O impacto é grande. Olhos cheios d’água. Amanda leva algum tempo para assimilar a informação.
— Ela soube?
— Não. Seria cruel demais. Ela nos ajudou a viver a nossa fantasia, e nós deixamos que ela vivesse a dela. Ninguém saiu machucado.
— Bem criativo. Parece romance de Henry Miller e Anaïs Nin.” (página  287) 
Disse linhas acima que o narrador é onisciente seletivo. Isto porque, sabendo tudo o que se passa na cabeça e no coração dos personagens envolvidos, ele não nos revela tudo; astutamente, a bem do correr da história, ele seleciona e esconde fatos, como se vê nesta passagem: 
“Acontece que sobre Pedro Paranhos não nos é dado falar nada por enquanto, paciência. Há apenas a torcida para que esteja bem, enquanto insiste em se manter afastado assim. Como se fosse possível apagar o passado, esquecer-se de tudo e de todos. Perda de tempo, trabalho inútil. Tanta inteligência, para quê?” (página 314)
Outros fatos acontecem. Estêvão vai embora para Paris, reata o relacionamento com aquela Vicenza, separa-se dela, relaciona-se com uma francesinha, se separa dela. Volta ao Brasil. Enfim, a família modificada pelos acontecimentos se reorganiza, assim como as duas casas:
“Ao passar para as mãos de Cosme, a casa de cá ganhou vida, se reinventou, rejuvenesceu. Quando se olhou refletida em seu novo dono, era outra. Percebeu que o que a mantinha de pé não era o vigamento de ferro, era estrutura óssea. Nela, tudo respirava, tudo transpirava. O cimento virou pele, o tijolo virou carne. As portas tinham bocas e as janelas tinham olhos. Seu coração batia solto por toda parte, porque finalmente estava pronta para se unir à casa de lá. Cosme levou a proposta a Amanda, a Pedro e a Inês. Depois, conversou com Petra. Surpresa: Todos, algum dia, já haviam imaginado juntar as casas! Portanto, Orlando Salvatori Andretti ainda teve essa alegria. Dedicou-se ao projeto com entusiasmo adolescente e devoção anciã. E o fez de graça, tal seu contentamento. Dezenove de maio de 2015: a equipe da OSA Engenharia e Arquitetura Ltda. chegou disposta – euforia berlinense de 1989 –, e o muro que separava os jardins caiu em questão de horas.” (página 404)

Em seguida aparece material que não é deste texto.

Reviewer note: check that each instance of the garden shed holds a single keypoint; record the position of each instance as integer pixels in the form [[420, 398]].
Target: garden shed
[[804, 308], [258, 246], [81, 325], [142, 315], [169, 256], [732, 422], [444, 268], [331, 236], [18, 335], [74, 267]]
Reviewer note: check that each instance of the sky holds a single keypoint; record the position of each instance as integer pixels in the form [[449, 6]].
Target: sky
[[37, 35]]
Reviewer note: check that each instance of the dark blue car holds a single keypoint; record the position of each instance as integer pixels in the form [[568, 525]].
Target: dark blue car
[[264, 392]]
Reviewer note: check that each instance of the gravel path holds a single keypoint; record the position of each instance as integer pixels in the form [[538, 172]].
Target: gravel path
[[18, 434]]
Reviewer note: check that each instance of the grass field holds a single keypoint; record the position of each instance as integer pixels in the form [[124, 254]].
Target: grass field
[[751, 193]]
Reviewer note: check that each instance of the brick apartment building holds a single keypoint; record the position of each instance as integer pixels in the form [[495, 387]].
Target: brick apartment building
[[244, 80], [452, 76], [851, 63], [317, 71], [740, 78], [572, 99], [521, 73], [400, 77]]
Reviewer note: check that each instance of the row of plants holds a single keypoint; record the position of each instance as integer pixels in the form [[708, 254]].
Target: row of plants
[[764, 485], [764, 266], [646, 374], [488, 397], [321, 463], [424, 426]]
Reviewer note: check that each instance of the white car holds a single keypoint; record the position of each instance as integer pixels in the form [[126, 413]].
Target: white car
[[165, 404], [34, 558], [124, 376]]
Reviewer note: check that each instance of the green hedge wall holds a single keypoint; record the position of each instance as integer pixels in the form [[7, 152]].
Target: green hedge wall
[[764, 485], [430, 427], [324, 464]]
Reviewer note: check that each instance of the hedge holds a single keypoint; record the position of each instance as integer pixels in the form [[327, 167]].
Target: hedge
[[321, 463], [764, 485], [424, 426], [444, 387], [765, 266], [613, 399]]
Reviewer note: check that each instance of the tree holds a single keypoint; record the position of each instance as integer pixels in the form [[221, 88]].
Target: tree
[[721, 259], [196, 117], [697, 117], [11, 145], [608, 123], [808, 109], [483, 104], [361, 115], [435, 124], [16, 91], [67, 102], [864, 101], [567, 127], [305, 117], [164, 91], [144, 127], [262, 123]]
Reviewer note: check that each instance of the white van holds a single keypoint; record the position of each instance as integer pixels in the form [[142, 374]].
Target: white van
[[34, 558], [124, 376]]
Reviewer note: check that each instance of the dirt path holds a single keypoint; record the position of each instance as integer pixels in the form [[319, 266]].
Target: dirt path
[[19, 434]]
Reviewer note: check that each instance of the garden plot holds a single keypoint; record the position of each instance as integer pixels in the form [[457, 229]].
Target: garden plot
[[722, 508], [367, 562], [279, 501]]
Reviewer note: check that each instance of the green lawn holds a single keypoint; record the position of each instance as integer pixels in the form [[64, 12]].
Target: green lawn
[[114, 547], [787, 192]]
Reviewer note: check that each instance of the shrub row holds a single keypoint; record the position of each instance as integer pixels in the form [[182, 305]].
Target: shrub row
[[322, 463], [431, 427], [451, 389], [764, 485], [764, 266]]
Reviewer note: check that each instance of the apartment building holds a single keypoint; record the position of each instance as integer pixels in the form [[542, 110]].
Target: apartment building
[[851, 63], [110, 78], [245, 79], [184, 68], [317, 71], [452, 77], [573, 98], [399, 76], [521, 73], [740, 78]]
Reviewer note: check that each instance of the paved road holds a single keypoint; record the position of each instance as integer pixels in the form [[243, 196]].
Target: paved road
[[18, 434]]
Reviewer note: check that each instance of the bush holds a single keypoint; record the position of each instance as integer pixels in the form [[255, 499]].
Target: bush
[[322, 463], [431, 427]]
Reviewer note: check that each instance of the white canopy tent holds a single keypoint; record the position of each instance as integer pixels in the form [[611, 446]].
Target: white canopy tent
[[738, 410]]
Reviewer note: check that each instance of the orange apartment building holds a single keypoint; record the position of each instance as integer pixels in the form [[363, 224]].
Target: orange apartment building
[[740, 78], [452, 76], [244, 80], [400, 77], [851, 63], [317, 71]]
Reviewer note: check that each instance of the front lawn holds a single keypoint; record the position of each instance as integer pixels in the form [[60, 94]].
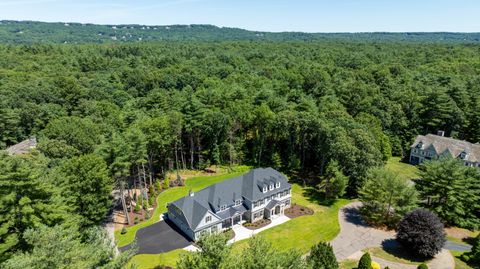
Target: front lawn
[[403, 170], [172, 194], [300, 233]]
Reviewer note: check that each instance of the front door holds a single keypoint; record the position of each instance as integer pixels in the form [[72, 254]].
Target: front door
[[237, 219]]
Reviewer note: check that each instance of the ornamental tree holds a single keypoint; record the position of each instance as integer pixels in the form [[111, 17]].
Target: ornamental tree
[[421, 232]]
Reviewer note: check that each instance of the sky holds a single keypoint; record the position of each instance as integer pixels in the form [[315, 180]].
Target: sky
[[261, 15]]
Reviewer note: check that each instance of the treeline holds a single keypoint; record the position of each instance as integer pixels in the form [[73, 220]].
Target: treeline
[[31, 32], [114, 117]]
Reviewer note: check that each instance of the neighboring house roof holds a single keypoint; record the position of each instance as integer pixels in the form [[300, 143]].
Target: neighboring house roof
[[443, 144], [22, 147], [248, 186]]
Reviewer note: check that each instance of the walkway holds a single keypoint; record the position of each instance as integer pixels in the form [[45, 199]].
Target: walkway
[[355, 236], [242, 233]]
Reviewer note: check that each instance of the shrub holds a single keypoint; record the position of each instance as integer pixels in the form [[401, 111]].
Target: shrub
[[322, 256], [365, 262], [421, 232], [137, 208], [474, 254]]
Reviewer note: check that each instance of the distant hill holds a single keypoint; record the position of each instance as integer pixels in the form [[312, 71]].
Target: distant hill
[[29, 32]]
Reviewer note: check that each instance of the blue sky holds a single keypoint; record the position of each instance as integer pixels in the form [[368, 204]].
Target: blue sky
[[264, 15]]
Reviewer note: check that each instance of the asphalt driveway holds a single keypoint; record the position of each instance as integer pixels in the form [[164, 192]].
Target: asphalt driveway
[[159, 237]]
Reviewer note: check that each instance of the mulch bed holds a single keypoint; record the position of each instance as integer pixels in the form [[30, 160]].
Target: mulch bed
[[257, 224], [295, 211]]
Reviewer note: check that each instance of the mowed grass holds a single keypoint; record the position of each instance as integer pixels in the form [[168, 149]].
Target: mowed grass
[[172, 194], [403, 170], [300, 233], [303, 232], [148, 261]]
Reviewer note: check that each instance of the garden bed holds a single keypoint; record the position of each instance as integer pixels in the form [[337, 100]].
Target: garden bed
[[295, 211], [257, 224]]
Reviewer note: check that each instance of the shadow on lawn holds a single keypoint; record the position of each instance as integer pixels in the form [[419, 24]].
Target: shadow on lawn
[[392, 247], [315, 196]]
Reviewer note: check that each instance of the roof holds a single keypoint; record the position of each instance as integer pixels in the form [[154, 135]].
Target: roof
[[22, 147], [443, 144], [247, 186]]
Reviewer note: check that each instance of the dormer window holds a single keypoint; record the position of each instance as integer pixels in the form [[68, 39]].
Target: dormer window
[[419, 145]]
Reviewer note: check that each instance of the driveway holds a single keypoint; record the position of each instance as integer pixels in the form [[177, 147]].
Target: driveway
[[355, 235], [159, 237]]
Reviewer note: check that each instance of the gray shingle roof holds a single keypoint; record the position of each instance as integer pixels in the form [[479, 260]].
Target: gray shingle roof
[[248, 186], [23, 147], [441, 144]]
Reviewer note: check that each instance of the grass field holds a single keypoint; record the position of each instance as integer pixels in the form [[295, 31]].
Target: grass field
[[169, 195], [403, 170], [300, 233]]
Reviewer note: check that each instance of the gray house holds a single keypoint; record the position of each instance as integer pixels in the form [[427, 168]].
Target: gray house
[[260, 193], [431, 146]]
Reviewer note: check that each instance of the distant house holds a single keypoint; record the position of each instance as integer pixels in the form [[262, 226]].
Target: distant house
[[260, 193], [431, 147], [22, 147]]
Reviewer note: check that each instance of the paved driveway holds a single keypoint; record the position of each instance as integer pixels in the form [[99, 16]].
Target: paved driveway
[[355, 236], [158, 238]]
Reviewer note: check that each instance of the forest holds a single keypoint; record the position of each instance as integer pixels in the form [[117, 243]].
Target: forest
[[107, 115], [32, 32]]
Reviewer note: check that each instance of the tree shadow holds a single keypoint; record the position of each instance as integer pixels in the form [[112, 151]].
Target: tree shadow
[[315, 196], [352, 215], [394, 248]]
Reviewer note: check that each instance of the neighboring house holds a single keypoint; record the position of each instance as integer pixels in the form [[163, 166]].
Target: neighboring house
[[431, 146], [260, 193], [22, 147]]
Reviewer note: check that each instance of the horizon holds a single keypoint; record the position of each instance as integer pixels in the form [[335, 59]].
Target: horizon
[[345, 16], [217, 26]]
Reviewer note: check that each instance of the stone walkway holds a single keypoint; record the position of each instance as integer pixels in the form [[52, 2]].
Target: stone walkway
[[355, 236], [242, 233]]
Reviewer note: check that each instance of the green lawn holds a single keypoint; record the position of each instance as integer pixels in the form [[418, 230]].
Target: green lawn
[[300, 233], [396, 254], [404, 170], [148, 261], [195, 183]]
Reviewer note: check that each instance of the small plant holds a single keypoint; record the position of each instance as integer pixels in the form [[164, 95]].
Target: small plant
[[365, 262], [137, 208]]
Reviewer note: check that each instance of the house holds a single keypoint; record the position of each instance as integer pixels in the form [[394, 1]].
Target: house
[[23, 147], [432, 146], [260, 193]]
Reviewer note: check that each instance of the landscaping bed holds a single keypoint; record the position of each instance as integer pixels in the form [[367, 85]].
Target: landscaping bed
[[295, 211], [257, 224]]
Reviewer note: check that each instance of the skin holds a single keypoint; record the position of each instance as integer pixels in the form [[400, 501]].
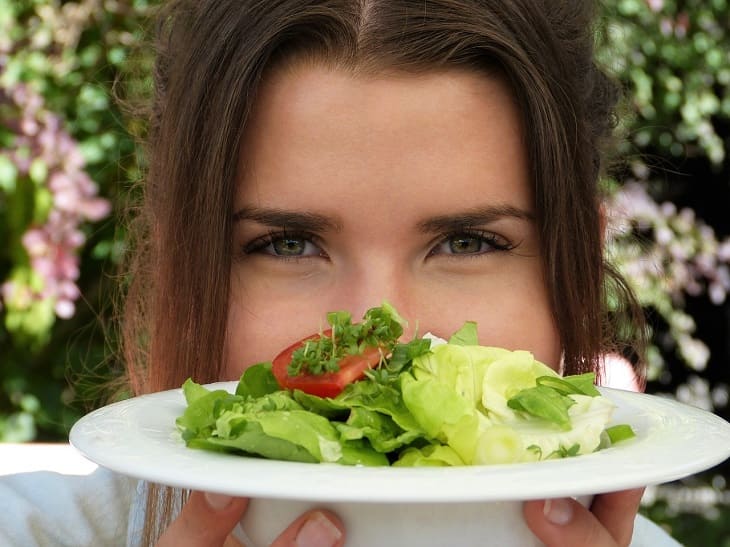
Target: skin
[[408, 188]]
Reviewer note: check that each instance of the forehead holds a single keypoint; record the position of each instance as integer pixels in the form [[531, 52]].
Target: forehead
[[316, 127]]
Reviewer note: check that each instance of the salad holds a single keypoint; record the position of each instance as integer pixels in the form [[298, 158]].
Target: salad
[[353, 394]]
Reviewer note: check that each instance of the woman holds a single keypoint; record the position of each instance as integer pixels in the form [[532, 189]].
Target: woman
[[310, 156]]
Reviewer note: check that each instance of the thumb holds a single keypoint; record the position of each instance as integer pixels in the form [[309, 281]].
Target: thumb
[[205, 521]]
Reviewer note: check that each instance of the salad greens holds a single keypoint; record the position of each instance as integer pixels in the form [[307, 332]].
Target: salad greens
[[431, 402]]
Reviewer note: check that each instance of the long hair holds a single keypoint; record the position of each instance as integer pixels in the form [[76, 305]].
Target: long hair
[[212, 56]]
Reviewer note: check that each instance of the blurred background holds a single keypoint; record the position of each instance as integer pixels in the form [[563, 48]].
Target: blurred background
[[73, 74]]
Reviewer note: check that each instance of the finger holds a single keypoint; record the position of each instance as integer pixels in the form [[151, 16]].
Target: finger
[[313, 529], [205, 521], [617, 512], [564, 522]]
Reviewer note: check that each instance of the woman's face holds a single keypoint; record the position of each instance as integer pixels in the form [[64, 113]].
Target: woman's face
[[407, 188]]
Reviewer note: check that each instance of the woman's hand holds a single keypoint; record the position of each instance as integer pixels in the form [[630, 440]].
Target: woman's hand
[[566, 523], [208, 519]]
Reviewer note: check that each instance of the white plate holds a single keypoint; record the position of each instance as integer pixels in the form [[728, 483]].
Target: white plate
[[137, 437]]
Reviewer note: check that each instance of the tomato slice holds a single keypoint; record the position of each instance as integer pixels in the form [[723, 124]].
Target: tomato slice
[[329, 384]]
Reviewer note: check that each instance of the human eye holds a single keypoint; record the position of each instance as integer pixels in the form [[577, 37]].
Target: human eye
[[284, 245], [471, 243]]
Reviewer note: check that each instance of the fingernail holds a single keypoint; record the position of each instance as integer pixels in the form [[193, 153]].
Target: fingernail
[[217, 502], [558, 511], [318, 531]]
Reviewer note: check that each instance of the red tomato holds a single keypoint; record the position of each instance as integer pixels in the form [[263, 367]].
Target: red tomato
[[329, 384]]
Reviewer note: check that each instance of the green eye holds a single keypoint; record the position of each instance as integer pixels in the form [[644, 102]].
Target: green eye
[[289, 246], [465, 244]]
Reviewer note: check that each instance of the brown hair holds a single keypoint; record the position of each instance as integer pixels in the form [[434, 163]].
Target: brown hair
[[212, 56]]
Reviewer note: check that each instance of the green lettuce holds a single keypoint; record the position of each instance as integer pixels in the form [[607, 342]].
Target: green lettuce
[[435, 403]]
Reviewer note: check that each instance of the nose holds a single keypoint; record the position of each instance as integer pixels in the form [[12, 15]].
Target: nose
[[377, 282]]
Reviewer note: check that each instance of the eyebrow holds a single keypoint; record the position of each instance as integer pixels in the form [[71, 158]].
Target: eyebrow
[[474, 217], [292, 220]]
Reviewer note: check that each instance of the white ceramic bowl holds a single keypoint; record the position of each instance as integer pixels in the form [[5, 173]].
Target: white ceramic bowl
[[400, 524]]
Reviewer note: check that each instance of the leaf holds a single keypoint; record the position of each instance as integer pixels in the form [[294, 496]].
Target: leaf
[[544, 402], [466, 335], [257, 381]]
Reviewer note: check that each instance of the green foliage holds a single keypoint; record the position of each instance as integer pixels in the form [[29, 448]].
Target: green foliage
[[63, 138], [674, 57]]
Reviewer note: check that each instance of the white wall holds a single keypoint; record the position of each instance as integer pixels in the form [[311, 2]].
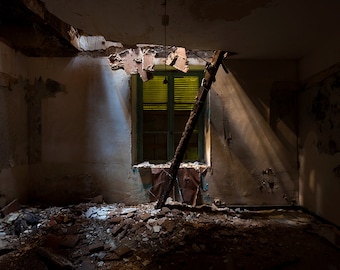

A união das casas, desta forma, reflete a união das famílias. De maneira figurada, a aproximação da queda do muro que separava os jardins e a queda do muro de Berlin funciona, neste caso, como símbolo da superação de obstáculos e dificuldades; podem os relacionamentos serem enfim aceitos, aceitando-se as pessoas como são: as casas já se juntaram.

Se eu tivesse de resumir a característica principal deste trabalho em uma expressão apenas, escolheria romance do não dito. Relacionamentos e fantasias sexuais se misturam, a princípio não ditas, atingem um nível de tensão tal que, enfim, transbordam, têm de se revelar.
Excelente livro, este Os Novos Moradores.